Speaking of survival, about half of all Jews now live in Israel, a state established by the UN in 1947 in part as a response to the mass murder of Jews in Europe. Along with Europeans, about half of the Israelis today are exiles from communities wiped out by Moslem governments: from Egypt, Tunisia, Iran, Iraq, Turkey, and Yemen. If Israel becomes Islamic as Obama favored, they are likely to exile all the Jews as they did in 1968 in Jerusalem, and as the surrounding countries have done. Where would the Jews go? It’s not a problem for Obama-Biden, but it’s a survival problem for Israelis. My sense is that the left is, by far, the more antisemitic, both in terms of culture and physical safety.

Robert Buxbaum, November 7, 2022

3 thoughts on “Is the right the source of antisemitism in America.

  1. Peter Shenkin

    Hi,

    I don’t agree with the views you attribute to Obama, etc. and I don’t view Israel as “an apartheid state”. I don’t believe Kerry is correct if he said Israel can be either Jewish or democratic but not both*. I don’t view the right as the source of antisemitism in America. Antisemitism has always been lurking in American life, sometimes in the background, sometimes more up-front.
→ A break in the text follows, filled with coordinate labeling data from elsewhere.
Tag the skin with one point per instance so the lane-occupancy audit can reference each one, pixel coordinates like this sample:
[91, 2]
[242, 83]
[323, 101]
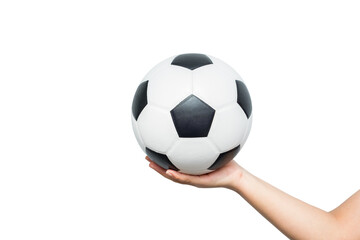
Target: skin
[293, 217]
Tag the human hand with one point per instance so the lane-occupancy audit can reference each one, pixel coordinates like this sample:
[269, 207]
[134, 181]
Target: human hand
[225, 176]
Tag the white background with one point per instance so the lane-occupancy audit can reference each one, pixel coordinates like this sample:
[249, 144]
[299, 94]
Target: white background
[70, 167]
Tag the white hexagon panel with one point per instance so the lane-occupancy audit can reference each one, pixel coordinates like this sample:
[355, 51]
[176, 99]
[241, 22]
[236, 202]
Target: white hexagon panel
[193, 155]
[157, 128]
[192, 113]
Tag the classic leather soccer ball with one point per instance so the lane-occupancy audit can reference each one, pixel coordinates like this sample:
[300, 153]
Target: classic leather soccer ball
[192, 113]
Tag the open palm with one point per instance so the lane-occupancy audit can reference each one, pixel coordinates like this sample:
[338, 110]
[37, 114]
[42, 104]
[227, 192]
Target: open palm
[222, 177]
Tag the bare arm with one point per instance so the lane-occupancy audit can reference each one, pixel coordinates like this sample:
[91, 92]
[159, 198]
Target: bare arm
[293, 217]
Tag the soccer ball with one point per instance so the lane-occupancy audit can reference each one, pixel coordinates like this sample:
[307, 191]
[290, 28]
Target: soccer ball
[191, 113]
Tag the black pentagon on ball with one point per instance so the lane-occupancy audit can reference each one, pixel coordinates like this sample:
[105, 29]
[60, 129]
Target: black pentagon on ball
[140, 99]
[243, 98]
[160, 159]
[224, 158]
[191, 60]
[192, 117]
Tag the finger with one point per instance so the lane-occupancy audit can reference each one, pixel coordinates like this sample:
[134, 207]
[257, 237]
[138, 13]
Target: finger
[184, 178]
[158, 169]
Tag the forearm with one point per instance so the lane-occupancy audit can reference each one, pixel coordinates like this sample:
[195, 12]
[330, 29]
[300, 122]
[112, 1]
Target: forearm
[294, 218]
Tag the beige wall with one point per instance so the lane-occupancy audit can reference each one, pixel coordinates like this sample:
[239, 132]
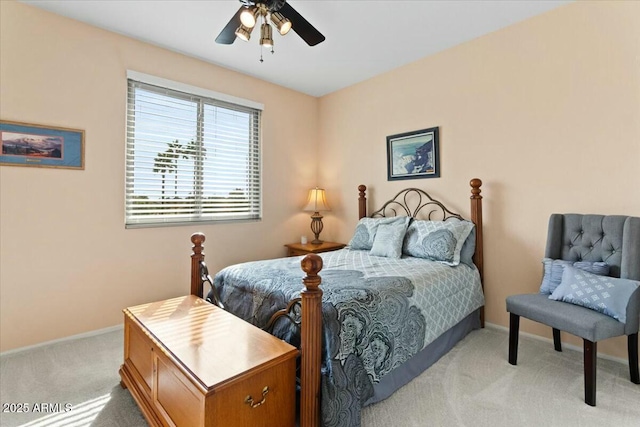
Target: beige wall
[546, 113]
[68, 264]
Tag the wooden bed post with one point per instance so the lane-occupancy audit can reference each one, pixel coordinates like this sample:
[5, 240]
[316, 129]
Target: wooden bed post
[362, 201]
[196, 257]
[311, 342]
[476, 217]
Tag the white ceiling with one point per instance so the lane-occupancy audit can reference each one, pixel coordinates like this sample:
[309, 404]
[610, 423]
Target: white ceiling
[363, 38]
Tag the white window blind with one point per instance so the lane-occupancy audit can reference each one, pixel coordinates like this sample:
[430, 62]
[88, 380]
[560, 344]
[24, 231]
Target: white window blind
[189, 157]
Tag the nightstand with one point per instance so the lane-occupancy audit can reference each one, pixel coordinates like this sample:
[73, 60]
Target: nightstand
[296, 249]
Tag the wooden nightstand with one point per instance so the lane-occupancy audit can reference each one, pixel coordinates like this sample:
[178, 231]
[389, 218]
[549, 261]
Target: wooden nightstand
[296, 249]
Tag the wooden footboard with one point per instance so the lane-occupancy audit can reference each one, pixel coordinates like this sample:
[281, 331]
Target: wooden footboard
[311, 297]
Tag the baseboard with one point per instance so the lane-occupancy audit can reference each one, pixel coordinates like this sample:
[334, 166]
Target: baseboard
[564, 344]
[59, 340]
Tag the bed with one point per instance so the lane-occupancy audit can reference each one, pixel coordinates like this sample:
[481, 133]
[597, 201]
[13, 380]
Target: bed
[382, 315]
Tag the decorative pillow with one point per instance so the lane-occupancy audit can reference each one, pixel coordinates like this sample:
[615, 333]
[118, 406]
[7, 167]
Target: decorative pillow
[366, 230]
[553, 269]
[437, 240]
[388, 240]
[605, 294]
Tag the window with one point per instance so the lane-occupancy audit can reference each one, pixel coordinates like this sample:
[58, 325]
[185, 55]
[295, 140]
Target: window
[192, 155]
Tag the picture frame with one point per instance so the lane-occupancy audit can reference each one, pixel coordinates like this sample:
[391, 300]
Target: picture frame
[413, 155]
[25, 144]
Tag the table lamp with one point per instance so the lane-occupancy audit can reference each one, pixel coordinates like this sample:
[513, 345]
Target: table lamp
[316, 203]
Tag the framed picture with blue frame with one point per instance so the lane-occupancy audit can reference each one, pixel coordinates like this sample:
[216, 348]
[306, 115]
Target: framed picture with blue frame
[413, 155]
[25, 144]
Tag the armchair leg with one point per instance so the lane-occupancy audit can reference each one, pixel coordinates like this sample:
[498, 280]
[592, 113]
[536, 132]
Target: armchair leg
[557, 343]
[514, 326]
[590, 358]
[633, 358]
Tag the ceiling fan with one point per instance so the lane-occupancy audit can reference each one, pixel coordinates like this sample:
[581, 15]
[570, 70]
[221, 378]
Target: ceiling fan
[273, 12]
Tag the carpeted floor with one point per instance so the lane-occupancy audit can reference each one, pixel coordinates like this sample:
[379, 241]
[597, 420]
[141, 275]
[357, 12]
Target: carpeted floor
[473, 385]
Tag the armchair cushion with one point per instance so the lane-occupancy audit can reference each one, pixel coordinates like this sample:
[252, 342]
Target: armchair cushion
[608, 295]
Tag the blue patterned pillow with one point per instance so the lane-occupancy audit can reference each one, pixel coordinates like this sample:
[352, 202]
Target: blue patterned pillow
[553, 269]
[366, 231]
[437, 240]
[605, 294]
[388, 240]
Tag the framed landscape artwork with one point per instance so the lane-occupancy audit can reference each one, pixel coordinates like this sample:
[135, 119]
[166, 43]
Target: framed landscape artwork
[413, 155]
[26, 144]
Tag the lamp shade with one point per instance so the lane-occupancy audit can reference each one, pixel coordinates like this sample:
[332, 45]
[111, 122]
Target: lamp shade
[317, 201]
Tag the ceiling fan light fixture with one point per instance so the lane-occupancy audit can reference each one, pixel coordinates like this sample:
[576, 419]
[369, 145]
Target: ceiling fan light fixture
[282, 24]
[248, 17]
[266, 38]
[243, 33]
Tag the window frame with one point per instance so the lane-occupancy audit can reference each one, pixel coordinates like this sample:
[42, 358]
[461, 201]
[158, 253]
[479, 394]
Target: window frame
[130, 219]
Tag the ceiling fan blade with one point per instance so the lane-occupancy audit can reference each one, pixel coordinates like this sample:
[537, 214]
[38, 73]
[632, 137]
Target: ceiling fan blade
[228, 33]
[301, 26]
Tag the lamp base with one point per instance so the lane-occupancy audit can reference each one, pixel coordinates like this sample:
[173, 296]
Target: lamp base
[316, 227]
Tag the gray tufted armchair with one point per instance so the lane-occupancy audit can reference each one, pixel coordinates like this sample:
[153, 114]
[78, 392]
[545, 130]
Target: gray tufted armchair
[614, 239]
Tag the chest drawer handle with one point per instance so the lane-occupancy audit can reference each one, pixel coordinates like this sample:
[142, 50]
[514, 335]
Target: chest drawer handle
[249, 400]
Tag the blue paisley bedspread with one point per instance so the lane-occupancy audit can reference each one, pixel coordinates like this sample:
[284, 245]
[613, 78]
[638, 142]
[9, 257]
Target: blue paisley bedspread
[378, 312]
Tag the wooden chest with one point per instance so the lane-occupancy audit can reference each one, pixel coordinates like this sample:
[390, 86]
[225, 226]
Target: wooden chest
[189, 363]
    But I asked you for some direct reference that would validate your assertion that Obama favored “Israel becoming Islamic” and would still appreciate that. Until I see it I am skeptical.

    -P.

    * To be honest, I feel it is fine for Israel to limit immigration to Jews, just as I have no problem with Saudi Arabia to excluding Jews and Christians from citizenship. That is their right a a sovereign nation. I don’t think borders need to be open; every nation has a right to enforce its immigration policy, though there will be disagreement, in a democracy, about what that policy should be.

    Reply
    1. R.E. Buxbaum Post author

      Obama opposed Israel as a Jewish state, and did his best to snub its president, with Kerry claiming that Israel could be Jewish or democratic — but that it could not be both. You may agree with Obama/ Kerry here. I do not. Obama attacked Israel for having a wall, one they believed necessary to keep out Islamic immigration and Islamic attacks. Most Israelis favor their president, favor their wall, favor avoiding the terror attacks, and favor avoiding Israel becoming Islamic as it would with open immigration. Kerry countered that Israel, with its wall, was becoming an “apartheid state.” I consider this more than anti-zionist. As a final slap, in his last days in office, Obama got the UN to vote that Israeli settlements have “no legal validity and constitutes a flagrant violation under international law”.